Good morning everyone. Michael the Maven here. Today we are going to be talking about Quality vs. Convenience. This is another chapter that’s painfully removed from “Efficiency Playbook” simply because I didn’t feel it really fit into the tactics that I was giving. It’s more of an observation in something I wanted my readers to be aware of but it was something definitely I wanted to do a follow up with.

The easiest example I can give you is because I’m a photographer; in the photography world over the past few years, we have seen just this huge uprising of the smartphone. The smartphones have essentially killed off the point and shoot cameras that we used to buy; those little cameras that we put in our pockets or purses, maybe the size of a wallet or something like that.
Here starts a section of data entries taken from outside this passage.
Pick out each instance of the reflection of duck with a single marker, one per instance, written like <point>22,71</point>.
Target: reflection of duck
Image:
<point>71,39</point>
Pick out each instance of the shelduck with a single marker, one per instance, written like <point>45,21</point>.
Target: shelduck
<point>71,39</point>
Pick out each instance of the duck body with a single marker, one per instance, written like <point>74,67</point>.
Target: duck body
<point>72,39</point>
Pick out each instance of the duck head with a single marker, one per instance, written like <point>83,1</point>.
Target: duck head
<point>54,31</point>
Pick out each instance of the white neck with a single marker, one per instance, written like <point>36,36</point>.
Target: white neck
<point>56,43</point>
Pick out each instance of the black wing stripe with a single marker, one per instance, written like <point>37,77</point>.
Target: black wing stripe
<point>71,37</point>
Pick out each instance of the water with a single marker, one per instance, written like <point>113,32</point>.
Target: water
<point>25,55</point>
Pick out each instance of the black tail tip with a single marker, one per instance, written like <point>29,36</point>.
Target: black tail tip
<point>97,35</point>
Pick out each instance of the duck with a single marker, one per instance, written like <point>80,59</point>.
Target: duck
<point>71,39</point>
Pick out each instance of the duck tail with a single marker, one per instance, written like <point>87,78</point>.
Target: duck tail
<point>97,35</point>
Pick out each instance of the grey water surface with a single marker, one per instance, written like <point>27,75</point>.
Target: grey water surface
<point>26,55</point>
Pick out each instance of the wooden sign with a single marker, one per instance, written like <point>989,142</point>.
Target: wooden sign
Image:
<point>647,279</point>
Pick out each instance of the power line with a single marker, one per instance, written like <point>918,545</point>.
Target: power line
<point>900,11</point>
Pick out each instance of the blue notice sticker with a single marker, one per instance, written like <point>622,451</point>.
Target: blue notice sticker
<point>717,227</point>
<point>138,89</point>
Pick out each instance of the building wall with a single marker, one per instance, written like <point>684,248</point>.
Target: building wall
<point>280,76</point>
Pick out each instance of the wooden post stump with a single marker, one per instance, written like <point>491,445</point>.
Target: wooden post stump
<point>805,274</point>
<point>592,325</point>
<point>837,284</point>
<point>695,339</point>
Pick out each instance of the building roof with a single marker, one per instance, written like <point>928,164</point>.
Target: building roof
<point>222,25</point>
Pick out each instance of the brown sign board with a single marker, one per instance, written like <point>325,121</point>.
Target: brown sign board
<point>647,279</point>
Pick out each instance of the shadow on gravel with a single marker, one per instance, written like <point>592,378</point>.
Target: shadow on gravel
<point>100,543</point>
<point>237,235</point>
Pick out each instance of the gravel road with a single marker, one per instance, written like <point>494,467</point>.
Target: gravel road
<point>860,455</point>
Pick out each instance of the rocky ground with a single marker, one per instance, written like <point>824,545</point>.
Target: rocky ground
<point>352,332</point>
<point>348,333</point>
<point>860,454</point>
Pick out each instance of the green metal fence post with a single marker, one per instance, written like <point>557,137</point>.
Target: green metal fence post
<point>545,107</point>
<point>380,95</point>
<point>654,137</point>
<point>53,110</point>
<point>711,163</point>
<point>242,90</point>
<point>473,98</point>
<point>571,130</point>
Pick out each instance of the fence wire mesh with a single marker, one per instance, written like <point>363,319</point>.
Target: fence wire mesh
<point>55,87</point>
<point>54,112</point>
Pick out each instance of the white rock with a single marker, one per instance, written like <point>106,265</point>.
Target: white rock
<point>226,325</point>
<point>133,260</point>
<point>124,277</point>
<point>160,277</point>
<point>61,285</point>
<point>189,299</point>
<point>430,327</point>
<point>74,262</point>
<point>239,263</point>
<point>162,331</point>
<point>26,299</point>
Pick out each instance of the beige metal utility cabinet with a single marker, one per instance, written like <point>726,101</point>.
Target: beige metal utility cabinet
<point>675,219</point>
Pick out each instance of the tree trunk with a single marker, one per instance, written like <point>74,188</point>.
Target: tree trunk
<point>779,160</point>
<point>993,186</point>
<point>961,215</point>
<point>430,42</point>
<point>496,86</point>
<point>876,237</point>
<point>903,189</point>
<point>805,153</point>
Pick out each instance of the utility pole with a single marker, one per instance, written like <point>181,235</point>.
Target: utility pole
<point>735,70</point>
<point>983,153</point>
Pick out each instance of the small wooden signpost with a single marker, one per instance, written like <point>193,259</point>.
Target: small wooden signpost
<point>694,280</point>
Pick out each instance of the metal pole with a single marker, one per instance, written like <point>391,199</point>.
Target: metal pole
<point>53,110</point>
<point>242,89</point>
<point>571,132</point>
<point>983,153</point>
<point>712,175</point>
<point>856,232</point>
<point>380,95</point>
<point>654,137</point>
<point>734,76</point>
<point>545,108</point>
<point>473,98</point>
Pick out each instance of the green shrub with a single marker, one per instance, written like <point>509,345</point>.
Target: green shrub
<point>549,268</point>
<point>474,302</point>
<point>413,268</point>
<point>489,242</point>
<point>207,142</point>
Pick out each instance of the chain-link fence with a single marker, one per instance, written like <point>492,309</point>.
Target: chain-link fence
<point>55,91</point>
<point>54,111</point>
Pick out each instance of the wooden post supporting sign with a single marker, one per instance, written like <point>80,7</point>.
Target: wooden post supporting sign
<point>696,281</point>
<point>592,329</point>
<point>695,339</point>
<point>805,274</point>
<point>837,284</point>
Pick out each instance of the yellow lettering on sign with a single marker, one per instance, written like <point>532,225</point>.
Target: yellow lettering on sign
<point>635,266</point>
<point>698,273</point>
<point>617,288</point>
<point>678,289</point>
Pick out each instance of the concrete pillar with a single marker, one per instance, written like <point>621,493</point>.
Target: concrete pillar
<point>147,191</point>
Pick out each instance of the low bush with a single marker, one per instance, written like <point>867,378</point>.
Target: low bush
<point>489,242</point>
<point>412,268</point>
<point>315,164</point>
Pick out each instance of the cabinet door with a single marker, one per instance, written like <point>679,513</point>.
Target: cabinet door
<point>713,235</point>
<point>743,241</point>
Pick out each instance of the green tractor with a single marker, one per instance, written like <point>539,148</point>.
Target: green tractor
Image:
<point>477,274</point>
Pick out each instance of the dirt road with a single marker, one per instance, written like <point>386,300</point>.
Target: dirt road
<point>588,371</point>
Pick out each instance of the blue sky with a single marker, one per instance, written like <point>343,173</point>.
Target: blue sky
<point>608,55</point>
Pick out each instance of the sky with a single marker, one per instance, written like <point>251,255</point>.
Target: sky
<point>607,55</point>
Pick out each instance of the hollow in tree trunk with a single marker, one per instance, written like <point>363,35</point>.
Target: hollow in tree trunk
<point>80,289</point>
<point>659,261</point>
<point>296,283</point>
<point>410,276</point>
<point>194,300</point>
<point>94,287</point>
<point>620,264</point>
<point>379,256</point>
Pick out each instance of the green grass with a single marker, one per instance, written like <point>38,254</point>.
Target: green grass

They’ve pretty much killed those off because we have cameras built into our smartphones and we don’t need to carry this little camera around anymore; that market essentially died.

The question then becomes, how is the quality of a smartphone photo? If you go and you ask a professional photographer or Michael the Maven, what would he tell you? I will tell right off the bat, the quality is nothing like a full frame camera. It’s because of the sensor size. There are physical limits of a small sensor; that’s not to say that the small sensor hasn’t improved, it definitely has improved in quality. If you were to take that same technology and put it in the big sensor, the physical size of a large sensor plays a very important role in the creation of a digital image. Right off the bat, something you probably notice is that, if you try to use your smartphone or a cellphone to take a picture in a very dark environment, it really struggles with something we call noise. This is the grime that you see where everything is kind of pixelated and muddy. It just doesn’t look very good. This is a physical limit of a small sensor. It is not absorbing as much light as something that a large full frame sensor would to the physical surface area. It runs into problems with the interpolations of colors and noise reduction. The more light that you have coming into your sensor; the higher signal to noise ratio. Therefore, right off the bat, small sensors struggle in low light and probably always will. That’s the first thing.

The second thing is something that we refer to as bokeh. This is a background blur in our images; very small sensors have a much deeper depth of fields. If you have large sensor your relative depth of field for the same type of lens in terms of the aperture of bokeh length are going to be a lot more blurry. This is something artistic that most photographers want in their portraits and it gives a very pleasing optical blurred to the background.

What’s happening now, these companies like Apple are putting software into the smartphones to create this fake blur; the digital blur to soften up the image. I don’t think it looks very good, it will probably improve over time. I do think that software wise eventually it will be figured out. I think that is something that solvable. I don’t think that the low light thing is very solvable as the small sensor, not anytime soon at least because of the limited physics but the software stuff; I think they’re going to figure that out to make it look really pleasing.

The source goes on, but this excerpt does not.